Tuesday, January 29, 2013

An Old Classic


This is an old post of mine from another blog, slightly edited. 

Cartesian Product Conlangs


This will be familiar to anyone who has taken algebra 101, but since I am writing for an audience consisting of humanities hobbyists, I feel I need to introduce a definition here.

Definition: Cartesian Product

A cartesian product for a couple of sets A = {a1, a2, a3, ... an} and B = {b1,b2,b3,b4,...bm}, A x B is a new set consisting of all pairs {a1b1, a1b2, a1b3...a1bn, a2b1 ... anbm}

Now, what does this have to do with conlanging, and why do I complain about such things appearing in conlangs?

Well, one natural place of utilizing this set theoretical notation is in morphology (although it is also applicable in other places as well). Oftentimes, conlangs follow a formula along these lines: an agglutinating language, with, e.g. two-four numbers, four or up to a dozen cases, etc. and for every number, there's every case - or more generally, for every pair of accidents - every combination is possible.  With verbs, you get voice * tense * aspect * person * number * mood * other thingy * other thingy, with nouns you get case * number * gender * ... 


Naturally, this does occur in agglutinating languages, but what annoys me a lot is when people claim that, for instance, Finnish essentially is a Cartesian product. In Finnish, you have about 15 cases, two numbers, {3 persons x 2 numbers} + Ø (that is, unmarked) possessive suffixes (there already we find an exception from the cartesian product style - the plural and singular 3rd person possessive suffixes are conflated.
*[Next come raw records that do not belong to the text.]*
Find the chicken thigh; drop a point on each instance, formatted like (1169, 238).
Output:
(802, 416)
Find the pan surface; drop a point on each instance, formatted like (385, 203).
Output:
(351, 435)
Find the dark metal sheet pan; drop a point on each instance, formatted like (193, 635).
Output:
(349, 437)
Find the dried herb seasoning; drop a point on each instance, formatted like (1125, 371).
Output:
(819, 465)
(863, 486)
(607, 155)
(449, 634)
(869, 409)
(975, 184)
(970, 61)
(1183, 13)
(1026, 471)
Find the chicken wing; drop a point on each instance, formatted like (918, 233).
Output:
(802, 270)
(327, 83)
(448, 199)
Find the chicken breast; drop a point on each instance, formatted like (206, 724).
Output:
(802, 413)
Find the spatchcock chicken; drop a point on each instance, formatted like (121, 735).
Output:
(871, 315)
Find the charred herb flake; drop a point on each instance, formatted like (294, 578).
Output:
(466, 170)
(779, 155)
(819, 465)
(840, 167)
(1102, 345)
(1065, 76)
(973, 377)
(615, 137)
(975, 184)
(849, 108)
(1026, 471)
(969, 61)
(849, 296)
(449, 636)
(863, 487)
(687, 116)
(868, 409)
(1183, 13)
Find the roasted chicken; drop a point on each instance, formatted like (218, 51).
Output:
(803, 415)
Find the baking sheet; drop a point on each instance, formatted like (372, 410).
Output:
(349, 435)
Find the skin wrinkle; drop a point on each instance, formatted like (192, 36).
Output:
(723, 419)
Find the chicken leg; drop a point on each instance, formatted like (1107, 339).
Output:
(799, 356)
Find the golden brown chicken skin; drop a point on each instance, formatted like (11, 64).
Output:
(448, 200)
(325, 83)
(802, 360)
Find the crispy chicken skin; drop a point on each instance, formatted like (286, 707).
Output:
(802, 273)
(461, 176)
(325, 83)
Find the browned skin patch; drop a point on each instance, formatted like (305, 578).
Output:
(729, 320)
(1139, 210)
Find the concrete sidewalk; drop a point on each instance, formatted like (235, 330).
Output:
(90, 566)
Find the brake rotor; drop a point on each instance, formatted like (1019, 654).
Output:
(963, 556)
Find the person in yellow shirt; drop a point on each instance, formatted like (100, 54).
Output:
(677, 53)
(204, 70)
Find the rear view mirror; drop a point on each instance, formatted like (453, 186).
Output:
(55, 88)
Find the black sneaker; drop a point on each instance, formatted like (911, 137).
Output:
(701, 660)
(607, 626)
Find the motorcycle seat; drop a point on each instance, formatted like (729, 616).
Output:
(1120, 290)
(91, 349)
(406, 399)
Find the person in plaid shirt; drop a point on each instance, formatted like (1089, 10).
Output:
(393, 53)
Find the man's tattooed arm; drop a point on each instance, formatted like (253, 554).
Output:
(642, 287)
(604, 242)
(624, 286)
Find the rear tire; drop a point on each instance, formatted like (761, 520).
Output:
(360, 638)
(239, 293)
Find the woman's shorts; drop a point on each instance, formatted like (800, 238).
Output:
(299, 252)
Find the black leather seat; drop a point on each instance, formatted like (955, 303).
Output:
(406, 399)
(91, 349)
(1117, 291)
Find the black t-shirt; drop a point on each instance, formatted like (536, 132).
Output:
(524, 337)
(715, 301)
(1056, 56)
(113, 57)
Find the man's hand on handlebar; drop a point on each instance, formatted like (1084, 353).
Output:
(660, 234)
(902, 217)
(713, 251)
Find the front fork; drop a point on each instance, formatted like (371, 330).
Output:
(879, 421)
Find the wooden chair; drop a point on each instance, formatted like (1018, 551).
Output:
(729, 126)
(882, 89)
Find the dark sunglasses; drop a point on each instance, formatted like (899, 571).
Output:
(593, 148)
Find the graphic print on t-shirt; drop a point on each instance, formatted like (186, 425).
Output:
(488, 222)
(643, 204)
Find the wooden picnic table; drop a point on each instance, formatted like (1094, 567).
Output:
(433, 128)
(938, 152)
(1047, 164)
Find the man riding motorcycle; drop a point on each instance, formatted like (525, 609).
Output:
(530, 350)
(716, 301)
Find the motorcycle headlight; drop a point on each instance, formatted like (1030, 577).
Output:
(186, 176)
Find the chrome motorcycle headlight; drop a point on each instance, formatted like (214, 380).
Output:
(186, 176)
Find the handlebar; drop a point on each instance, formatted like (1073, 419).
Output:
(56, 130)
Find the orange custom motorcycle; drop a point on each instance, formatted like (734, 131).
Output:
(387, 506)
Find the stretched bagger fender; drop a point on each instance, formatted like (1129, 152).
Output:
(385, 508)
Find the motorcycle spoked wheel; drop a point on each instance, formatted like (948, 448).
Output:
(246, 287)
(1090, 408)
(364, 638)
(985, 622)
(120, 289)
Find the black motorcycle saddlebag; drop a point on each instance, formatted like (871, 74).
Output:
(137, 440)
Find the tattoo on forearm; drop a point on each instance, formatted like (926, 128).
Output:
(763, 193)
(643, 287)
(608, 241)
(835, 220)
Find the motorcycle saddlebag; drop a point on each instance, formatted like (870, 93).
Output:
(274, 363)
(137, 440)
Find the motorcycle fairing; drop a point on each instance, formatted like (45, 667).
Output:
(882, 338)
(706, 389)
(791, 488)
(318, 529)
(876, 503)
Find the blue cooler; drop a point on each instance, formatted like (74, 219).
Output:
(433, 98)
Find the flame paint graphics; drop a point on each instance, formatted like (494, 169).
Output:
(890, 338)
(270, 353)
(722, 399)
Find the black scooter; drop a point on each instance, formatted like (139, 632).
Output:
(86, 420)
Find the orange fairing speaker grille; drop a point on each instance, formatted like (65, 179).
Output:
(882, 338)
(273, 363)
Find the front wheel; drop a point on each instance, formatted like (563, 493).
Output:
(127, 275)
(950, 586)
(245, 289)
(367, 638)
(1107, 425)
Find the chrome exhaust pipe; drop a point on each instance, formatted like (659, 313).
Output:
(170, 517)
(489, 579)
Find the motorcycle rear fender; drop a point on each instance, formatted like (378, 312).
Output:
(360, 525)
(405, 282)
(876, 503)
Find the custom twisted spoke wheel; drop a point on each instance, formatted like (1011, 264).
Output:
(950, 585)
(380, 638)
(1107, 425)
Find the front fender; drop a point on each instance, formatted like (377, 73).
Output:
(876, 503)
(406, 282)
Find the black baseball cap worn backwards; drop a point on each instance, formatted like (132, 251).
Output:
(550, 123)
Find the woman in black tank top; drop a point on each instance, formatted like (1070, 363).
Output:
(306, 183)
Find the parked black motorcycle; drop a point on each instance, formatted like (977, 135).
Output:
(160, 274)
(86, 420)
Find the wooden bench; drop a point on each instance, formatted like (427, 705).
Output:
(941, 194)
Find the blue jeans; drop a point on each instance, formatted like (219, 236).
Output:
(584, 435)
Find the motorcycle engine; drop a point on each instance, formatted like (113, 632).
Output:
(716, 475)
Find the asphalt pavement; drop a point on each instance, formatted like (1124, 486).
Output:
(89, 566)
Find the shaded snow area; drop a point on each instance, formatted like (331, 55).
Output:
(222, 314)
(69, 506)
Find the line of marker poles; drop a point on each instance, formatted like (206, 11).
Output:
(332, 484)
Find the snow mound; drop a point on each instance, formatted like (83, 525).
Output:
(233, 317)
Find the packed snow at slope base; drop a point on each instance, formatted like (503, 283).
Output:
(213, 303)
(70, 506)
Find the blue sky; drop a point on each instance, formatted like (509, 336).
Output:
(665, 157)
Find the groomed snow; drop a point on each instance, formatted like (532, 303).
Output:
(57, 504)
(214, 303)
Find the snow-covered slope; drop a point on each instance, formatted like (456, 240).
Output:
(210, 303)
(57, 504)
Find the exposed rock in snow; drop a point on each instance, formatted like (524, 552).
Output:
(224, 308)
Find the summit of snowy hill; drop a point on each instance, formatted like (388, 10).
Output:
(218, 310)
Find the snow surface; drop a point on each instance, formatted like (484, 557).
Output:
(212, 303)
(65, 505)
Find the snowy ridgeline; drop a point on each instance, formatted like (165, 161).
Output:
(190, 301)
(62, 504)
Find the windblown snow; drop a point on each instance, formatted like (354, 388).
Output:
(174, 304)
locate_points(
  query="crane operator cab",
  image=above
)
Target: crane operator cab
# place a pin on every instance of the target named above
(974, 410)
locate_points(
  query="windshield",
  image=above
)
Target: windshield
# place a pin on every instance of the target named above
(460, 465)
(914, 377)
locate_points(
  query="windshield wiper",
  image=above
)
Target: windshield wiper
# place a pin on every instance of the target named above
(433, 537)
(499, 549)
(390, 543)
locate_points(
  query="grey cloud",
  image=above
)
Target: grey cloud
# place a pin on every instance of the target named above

This can be expressed as {{five distinct persons} + Ø}).

But this gives an incomplete and too regular picture of the Finnish 

  • Nominative and accusative are fully conflated in the plural; plural nominative morphology is used with personal pronouns (and the wh-pronoun kuka, "who") as a separate accusative case.
  • Non-partitive objects in the singular appear in either the accusative I or II, which in modern Finnish are identical to the nominative and genitive. As mentioned in the previous item, there is only one accusative in the plural
  • The singular nominative, genitive, accusatives, and the plural nominative and accusative are identical whenever they have a possessive suffix stacked on them (so, {cases} x {numbers} x {possessive suffixes} - ({sg} x {nom, acc, gen} x {five distinct persons} + {plural} x {nom, acc} x {five distinct persons})
  • The comitative lacks distinct singular forms
  • The comitative noun phrase never appears without possessive suffixes (but the adjectives in a noun phrase only take the case desinence -i-ne) - other cases get six forms, the full {[empty], 1sg, 1pl, 2sg, 2pl, 3sg/pl}. Comitatives lac [empty] in that set. 
Estonian presents another interesting uncartesian thing in its verbs - the negative. For normal indicative present and past verbs, you have personal inflections on the verb, but in the negative, you don't. (Finnish is similar, but Finnish indicates the person on the negating auxiliary, whereas Estonian does not). Estonian doesn't have three persons x two numbers x {positive, negative}, but rather ({three persons} x {two numbers}) + negative.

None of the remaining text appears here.